LLAMMA Algorithm: transforms collateral liquidation into a gradual process. When ETH prices fall, the system converts collateral into stablecoins in batches to avoid a one-time sell-off that exacerbates market volatility;

PegKeeper: dynamically adjusts liquidity pool weights, automatically injecting funds when anchoring deviation exceeds 0.5%.

Ethena USDe combines spot ETH collateral with perpetual contract hedging to generate 'synthetic dollars.' After users deposit ETH, the protocol simultaneously shorts an equivalent amount of ETH futures to lock in USD value, and then expands scale through Pendle's split of revenue rights, achieving a TVL (Total Value Locked) of over $6 billion within six months.

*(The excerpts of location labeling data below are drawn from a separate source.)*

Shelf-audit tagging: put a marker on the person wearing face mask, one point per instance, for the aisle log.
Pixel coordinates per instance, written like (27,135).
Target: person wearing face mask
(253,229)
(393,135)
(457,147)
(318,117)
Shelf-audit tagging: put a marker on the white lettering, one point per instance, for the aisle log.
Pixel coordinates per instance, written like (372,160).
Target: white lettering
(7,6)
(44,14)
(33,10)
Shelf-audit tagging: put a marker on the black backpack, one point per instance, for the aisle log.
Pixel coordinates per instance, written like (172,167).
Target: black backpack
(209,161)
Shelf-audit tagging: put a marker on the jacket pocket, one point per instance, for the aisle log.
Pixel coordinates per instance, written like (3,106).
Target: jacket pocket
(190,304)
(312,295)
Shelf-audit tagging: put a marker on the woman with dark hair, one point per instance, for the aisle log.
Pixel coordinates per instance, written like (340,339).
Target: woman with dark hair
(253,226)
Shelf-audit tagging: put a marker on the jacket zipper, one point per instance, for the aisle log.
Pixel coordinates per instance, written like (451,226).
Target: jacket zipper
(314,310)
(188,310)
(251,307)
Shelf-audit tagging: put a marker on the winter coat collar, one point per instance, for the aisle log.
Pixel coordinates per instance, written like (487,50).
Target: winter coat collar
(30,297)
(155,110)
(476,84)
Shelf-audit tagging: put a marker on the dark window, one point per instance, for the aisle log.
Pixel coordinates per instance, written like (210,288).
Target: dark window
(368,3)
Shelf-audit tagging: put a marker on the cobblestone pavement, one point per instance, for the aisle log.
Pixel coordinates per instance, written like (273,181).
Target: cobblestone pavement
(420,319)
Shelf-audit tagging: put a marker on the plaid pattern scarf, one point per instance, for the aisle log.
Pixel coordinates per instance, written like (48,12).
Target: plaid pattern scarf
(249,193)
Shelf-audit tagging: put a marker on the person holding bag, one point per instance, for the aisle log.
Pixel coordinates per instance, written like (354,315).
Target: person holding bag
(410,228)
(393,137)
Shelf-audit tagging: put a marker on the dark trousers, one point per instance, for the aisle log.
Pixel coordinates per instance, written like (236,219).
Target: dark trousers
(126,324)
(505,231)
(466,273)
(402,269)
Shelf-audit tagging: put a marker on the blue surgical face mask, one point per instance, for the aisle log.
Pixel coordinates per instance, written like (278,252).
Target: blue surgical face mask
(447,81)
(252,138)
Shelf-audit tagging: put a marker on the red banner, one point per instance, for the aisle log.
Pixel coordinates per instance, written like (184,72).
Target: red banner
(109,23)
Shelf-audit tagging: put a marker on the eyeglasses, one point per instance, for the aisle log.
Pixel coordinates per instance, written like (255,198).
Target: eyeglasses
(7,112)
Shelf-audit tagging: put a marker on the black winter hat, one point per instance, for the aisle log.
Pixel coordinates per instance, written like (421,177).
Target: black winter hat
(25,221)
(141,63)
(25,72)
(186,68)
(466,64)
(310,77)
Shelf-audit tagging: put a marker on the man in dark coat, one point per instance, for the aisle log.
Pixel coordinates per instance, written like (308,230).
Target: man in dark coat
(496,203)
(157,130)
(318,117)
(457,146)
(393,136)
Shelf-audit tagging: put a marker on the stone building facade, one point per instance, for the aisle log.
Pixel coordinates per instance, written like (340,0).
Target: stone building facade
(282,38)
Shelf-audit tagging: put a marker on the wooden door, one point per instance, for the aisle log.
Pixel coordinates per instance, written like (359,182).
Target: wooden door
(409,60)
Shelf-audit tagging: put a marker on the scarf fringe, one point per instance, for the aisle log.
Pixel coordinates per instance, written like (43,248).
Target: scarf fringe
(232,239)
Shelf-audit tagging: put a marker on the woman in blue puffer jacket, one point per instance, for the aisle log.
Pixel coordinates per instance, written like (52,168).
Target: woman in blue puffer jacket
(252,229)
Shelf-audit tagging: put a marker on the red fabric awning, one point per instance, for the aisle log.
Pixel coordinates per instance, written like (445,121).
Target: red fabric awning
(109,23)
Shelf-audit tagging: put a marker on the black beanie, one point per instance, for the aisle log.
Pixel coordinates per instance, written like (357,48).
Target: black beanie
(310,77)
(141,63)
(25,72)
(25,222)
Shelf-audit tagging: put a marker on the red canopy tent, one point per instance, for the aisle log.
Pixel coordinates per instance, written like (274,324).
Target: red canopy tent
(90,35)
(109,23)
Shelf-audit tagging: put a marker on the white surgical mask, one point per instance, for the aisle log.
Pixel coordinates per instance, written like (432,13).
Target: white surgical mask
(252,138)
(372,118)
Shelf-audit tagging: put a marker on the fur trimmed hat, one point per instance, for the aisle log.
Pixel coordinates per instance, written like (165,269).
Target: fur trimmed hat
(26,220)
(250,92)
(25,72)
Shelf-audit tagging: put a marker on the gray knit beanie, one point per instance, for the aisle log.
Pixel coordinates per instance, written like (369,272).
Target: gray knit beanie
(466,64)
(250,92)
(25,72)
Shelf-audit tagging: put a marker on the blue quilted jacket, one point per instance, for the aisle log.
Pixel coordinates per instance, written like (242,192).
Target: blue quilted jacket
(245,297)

Current algorithmic stablecoins face triple survival challenges:

Mechanism level: pure algorithmic models can never solve the 'trust equals reserves' paradox, lacking a last-resort safety net in black swan events.

Regulatory level: major global markets define it as a high-risk derivative, and the US (GENIUS Act) completely closes the space for uncollateralized models, while Hong Kong requires hybrid stablecoins to manage with full reserves.

Economic aspect: Prohibition of interest payments suppresses the attractiveness of interest-bearing designs, leading users to prefer transparent reserve-based stablecoins.

The potential risks of the hybrid model still need to be vigilant:

crvUSD relies on DeFi Lego components, extreme market conditions may breach LLAMMA liquidation buffers;

The perpetual contract hedging of USDe faces funding rate volatility risk, with a single-day drawdown of 15% in March 2024.

The ten years of algorithmic stablecoins represent a rational return from 'code utopia' to 'limited innovation within regulatory frameworks.' Their legacy is not extinction, but integration into the design logic of a new generation of stablecoins: exploring new possibilities for trust mechanisms in the digital age on the balance beam of efficiency and stability, decentralization and compliance.